## Total number of ways of selecting n balls from an urn with k colours

Arrangements, combinations and permutations, probability, ...
rdybowski
Posts: 2
Joined: Sun Jun 05, 2016 10:52 pm

### Total number of ways of selecting n balls from an urn with k colours

Suppose I have an urn containing balls D of k different colors. Let D_i be the subset of D of all the balls having the i-th colour. The probability of randomly selecting (without replacement) y_1 balls from D_1, y_2 balls from D_2, . . . , y_k balls from D_k is, of course, given by the multivariate hypergeometric distribution. What I am interested in is the total number of ways of selecting n balls from D.
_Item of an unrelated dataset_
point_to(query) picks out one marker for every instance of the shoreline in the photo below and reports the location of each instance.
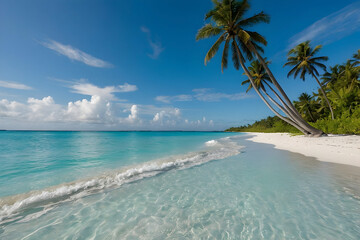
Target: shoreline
(342, 149)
For example, if D = [2 | 1 | 2] (i.e., k = 3), and n = 3, then the possible ways of selecting n balls from D are

[2 | 1 | 0]

[2 | 0 | 1]

[1 | 1 | 1]

[1 | 0 | 2]

[0 | 1 | 2]

In the above example, the number of ways of selecting 3 balls from D is 5, but is there a general mathematical expression for the total number of ways of selecting n balls from D?

rdybowski
Posts: 2
Joined: Sun Jun 05, 2016 10:52 pm

### Re: Total number of ways of selecting n balls from an urn with k colours

[Solved]
The answer is given on page 138 of Charalambides, C. A. (2002) Enumerative Combinatorics, Chapman & Hall/CRC.

MuthuVeerappanR
Posts: 423
Joined: Sun Mar 22, 2015 2:30 pm
Location: India
Contact:

### Re: Total number of ways of selecting n balls from an urn with k colours

It would be great if you can share the solution here... It is not knowledge, but the act of learning, not possession but the act of getting there, which grants the greatest enjoyment.